Ora, a parte il finale che trovo davvero allucinante (l’assegno di mantenimento come antidoto all’oblio?), a parte l’amarezza che trasuda questa lettera per cui posso provare molta umana comprensione, trovo questo sfogo un pessimo concentrato di autocommiserazione nonché, come sottolineavo all’inizio, un salto all’indietro di qualche secolo. 
La signora Roversi è stata la moglie di un calciatore milionario con tutti i privilegi del caso. Immagino avrà goduto di privilegi, aiuti domestici, benessere, belle vacanze, case da sogno, tavoli liberi nei migliori ristoranti e delle migliori scuole per i figli. Temo anche che tutto sommato, fare la moglie di un calciatore non sia tra i mestieri più usuranti del globo. Forse, e dico forse, è più faticoso fare la moglie di un turnista nel siderurgico con 1200 euro al mese e le stesse, identiche responsabilità familiari di una qualsiasi moglie e madre del pianeta. Con qualche privilegio in meno, magari, e col pensiero di dover allungare la minestra perché altrimenti questo mese non si riesce a pagare il bollo auto.

LaPresse/Fabio Ferrari

Riguardo le ambizioni abbandonate, la signora Roversi ha scelto liberamente di fare la casalinga. Il marito, negli ultimi anni di matrimonio, ha militato stabilmente in due squadre del nord e lei ha vissuto per lungo tempo in città in cui avrebbe potuto crearsi un’identità professionale. I fondi per aprirsi un negozio, un ristorante, una fabbrica, una merceria sotto casa non le sarebbero mancati, credo. La favoletta della moglie del calciatore che si immola e sceglie una vita fatta di abnegazione perché “tutto ciò è necessario” è, appunto, una bella favoletta. Ci sono mogli di calciatori che lavorano da sempre e che hanno un’identità. (Shakira non s’è messa a fare la calza e Piqué continua ad avere le sue soddisfazioni in campo, per dire). La Roversi, per sua ammissione, ha compiuto in piena libertà la scelta di essere solo la signora Pirlo.
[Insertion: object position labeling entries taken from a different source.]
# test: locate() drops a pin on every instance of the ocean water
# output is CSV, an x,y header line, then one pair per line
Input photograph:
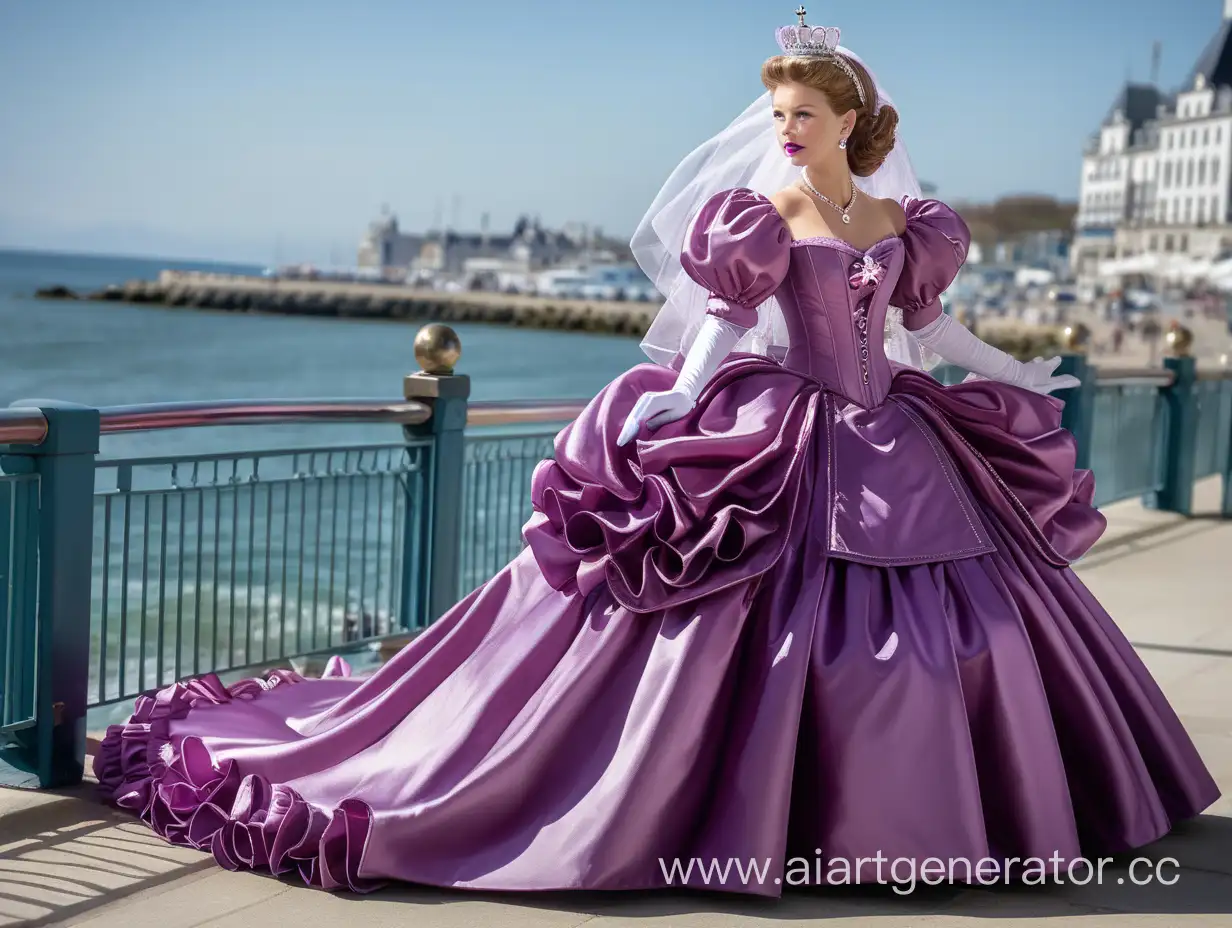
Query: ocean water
x,y
112,354
170,579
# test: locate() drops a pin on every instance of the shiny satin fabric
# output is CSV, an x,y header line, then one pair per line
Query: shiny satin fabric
x,y
795,622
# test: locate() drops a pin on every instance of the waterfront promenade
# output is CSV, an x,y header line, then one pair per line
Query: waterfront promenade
x,y
67,860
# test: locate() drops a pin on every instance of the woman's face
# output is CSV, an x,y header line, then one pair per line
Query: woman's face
x,y
808,130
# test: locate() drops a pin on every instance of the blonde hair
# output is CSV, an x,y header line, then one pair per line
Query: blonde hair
x,y
872,136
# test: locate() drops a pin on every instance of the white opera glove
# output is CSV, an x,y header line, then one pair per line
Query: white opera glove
x,y
716,338
954,341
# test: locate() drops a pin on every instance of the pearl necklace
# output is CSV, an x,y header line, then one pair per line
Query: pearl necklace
x,y
819,195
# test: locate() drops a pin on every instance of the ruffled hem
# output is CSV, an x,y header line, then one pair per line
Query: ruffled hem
x,y
245,821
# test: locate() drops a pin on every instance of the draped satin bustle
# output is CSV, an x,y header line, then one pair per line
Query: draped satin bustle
x,y
828,613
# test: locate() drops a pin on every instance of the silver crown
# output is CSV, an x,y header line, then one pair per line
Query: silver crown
x,y
817,42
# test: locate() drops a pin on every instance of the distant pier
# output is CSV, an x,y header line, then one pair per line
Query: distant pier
x,y
372,301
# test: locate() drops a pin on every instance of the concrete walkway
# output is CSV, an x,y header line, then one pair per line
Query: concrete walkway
x,y
67,860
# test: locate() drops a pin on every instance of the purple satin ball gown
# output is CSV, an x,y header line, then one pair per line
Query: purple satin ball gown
x,y
828,614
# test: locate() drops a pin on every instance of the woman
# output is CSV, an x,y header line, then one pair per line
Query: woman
x,y
786,602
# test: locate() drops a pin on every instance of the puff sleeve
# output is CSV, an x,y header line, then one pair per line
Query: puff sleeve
x,y
738,248
935,247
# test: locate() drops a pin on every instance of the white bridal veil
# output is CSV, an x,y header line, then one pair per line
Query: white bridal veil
x,y
744,154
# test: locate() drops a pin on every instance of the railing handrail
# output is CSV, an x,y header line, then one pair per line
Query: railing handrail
x,y
524,412
1135,377
22,425
1217,374
149,417
28,425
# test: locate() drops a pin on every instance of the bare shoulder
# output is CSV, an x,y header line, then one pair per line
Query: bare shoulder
x,y
789,201
893,211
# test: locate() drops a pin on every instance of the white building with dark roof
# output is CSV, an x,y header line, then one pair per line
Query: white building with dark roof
x,y
1157,175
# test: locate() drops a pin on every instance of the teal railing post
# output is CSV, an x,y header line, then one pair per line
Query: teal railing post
x,y
1226,505
65,467
1180,441
440,546
1079,413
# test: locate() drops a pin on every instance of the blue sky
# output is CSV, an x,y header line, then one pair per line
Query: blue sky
x,y
263,130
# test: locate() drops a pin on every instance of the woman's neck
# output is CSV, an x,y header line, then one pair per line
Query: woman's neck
x,y
833,184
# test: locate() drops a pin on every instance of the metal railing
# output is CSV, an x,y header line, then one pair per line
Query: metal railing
x,y
126,573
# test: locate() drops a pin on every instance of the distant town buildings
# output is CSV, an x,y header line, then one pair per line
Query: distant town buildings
x,y
527,248
1157,175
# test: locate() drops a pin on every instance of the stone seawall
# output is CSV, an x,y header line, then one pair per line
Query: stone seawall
x,y
373,301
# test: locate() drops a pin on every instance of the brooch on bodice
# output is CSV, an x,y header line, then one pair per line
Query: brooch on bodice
x,y
864,272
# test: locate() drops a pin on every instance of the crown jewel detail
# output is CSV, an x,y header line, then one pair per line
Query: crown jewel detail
x,y
817,42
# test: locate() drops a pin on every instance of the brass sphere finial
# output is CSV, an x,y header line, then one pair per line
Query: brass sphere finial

Se poi, improvvisamente, s’è scoperta anche una po’ Signora PirlA perché ha realizzato che l’amore può finire e che non aver fatto altro nella vita che aspettare il marito con la lasagna pronta non sia stato il miglior investimento possibile, è un’altra storia. Allora però, non scrivi una lettera che puzza di autocommiserazione, ma ti rimbocchi le maniche e col tuo sacrosanto assegno di mantenimento, decidi che forse, mentre la carriera del Campione volge al tramonto, è il tuo momento di scendere in campo. Questo, è essere donne, nel 2017. Il resto, sono errori da mogli crocerossine: perché se Pirlo è colpevole della fine del matrimonio, l’ex moglie è responsabile del mancato inizio della sua realizzazione. E mica lo so chi ha sbagliato di più.